On June 26, 1956 C. S. Lewis responded to a child's letter that asked for advice on how to become a better writer. Here were the principles that Lewis suggested:
1. Always try to use the language so as to make quite clear what you mean and make sure your sentence couldn’t mean anything else.
2. Always prefer the clean direct word to the long, vague one. Don’t implement promises, but keep them.
3. Never use abstract nouns when concrete ones will do. If you mean “More people died” don’t say “Mortality rose.”

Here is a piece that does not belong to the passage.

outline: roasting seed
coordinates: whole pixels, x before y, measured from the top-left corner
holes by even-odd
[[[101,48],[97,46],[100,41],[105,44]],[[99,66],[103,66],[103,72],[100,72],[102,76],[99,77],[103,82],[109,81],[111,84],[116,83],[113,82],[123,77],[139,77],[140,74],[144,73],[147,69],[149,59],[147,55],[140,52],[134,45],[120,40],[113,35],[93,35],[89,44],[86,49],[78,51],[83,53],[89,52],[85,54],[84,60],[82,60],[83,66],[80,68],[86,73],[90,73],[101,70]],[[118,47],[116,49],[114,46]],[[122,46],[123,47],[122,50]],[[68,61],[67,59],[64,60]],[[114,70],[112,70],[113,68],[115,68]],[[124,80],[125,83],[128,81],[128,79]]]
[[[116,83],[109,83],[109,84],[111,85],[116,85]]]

4. In writing, don’t use adjectives which merely tell us how you want us to feel about the things you are describing. I mean, instead of telling us the thing is “terrible,” describe it so that we’ll be terrified. Don’t say it was “delightful”; make us say “delightful” when we’ve read the description. You see, all those words (horrifying, wonderful, hideous, exquisite) are only like saying to your readers “Please, will you do my job for me.”
5. Don’t use words too big for the subject. Don’t say “infinitely” when you mean “very”; otherwise you’ll have no word left when you want to talk about something really infinite.
Letter from June 26, 1956, quoted in Wayne Martindale and Jerry Root, eds., The Quotable Lewis (Wheaton, Ill.: Tyndale, 1989), 623.